We can define another parameter named `accumulator`
The accumulator is defined to store grouped data, which should be {} by default:
['one', 'two', 'three'].groupBy(i => i.length); // => {3: Array(2), 5: Array(1)}
['one', 'two', 'three'].groupBy(i => i.length, {}); // => {3: Array(2), 5: Array(1)}
['one', 'two', 'three'].groupBy(i => i.length, []); // => [empty × 3, Array(2), empty, Array(1)]
['one', 'two', 'three'].groupBy(i => i.length === 3 ? 0 : 1, []); // => [Array(2), Array(1)]
Arrays with holes, like in №3, are evil. For use cases like №4, you could use .reduce.
.reduce is not convenient so much, and that's why we want to produce .groupBy.
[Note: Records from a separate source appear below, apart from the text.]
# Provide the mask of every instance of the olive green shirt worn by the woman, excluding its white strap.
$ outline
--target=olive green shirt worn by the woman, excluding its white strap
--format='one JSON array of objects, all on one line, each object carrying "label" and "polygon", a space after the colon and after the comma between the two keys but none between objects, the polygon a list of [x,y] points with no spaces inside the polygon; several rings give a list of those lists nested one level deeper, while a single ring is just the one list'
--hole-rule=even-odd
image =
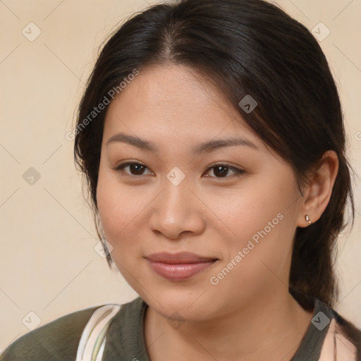
[{"label": "olive green shirt worn by the woman, excluding its white strap", "polygon": [[[82,330],[98,307],[101,306],[66,314],[30,331],[9,345],[0,355],[0,361],[74,361]],[[147,307],[140,297],[122,305],[109,326],[102,360],[150,361],[143,329]],[[321,318],[317,317],[319,312],[324,316],[321,314]],[[322,322],[324,317],[331,320],[334,314],[334,311],[321,301],[315,300],[314,319],[291,361],[319,359],[329,327],[324,326],[324,329],[320,330]]]}]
['one', 'two', 'three'].reduce((acc, i) => {
(acc[i.length] = acc[i.length] || []).push(i);
return acc;
}, {}); // => {3: Array(2), 5: Array(1)}
['one', 'two', 'three'].reduce((acc, i) => {
(acc[i.length === 3 ? 0 : 1] = acc[i.length === 3 ? 0 : 1] || []).push(i);
return acc;
}, []); // => [Array(2), Array(1)]
You could use just
Object.assign([], ['one', 'two', 'three'].groupBy(i => i.length));
Usage of already existing inner array-accumulators is too specific use case.
In reduce, the user chooses to modify or replace the accumulator - having the engine do the mutations would be very bad for a number of reasons.
In my opinion, it is just a similar definition like an accumulator, with which I hope to define to describe such a group: an object or an array.
The other issue is that, the reduce's accumulator is very general purpose. You can use an object, an array, a number, a string, a map, etc. Really, any value can be an accumulator in reduce(). The accumulator parameter you're proposing for .groupBy() can only be either an object or an array, and there really aren't many use cases for using an array as an accumulator. (Your 4th example seems incorrect when it uses [[], []] for the accumulator - if it were consistent with the third example, the accumulator would just be []).
OK, @theScottyJam I should modify the example above, but if passing a string, is this a use case?
['one', 'two', 'three'].groupBy((v, i) => i, '123'); // => 'one1two2three3'
If you have to ask, it’s probably not :-)
the most useful 4th case could be solved by this suggestion
@MaxGraey It seems like a same idea with a different way of defining a separated method.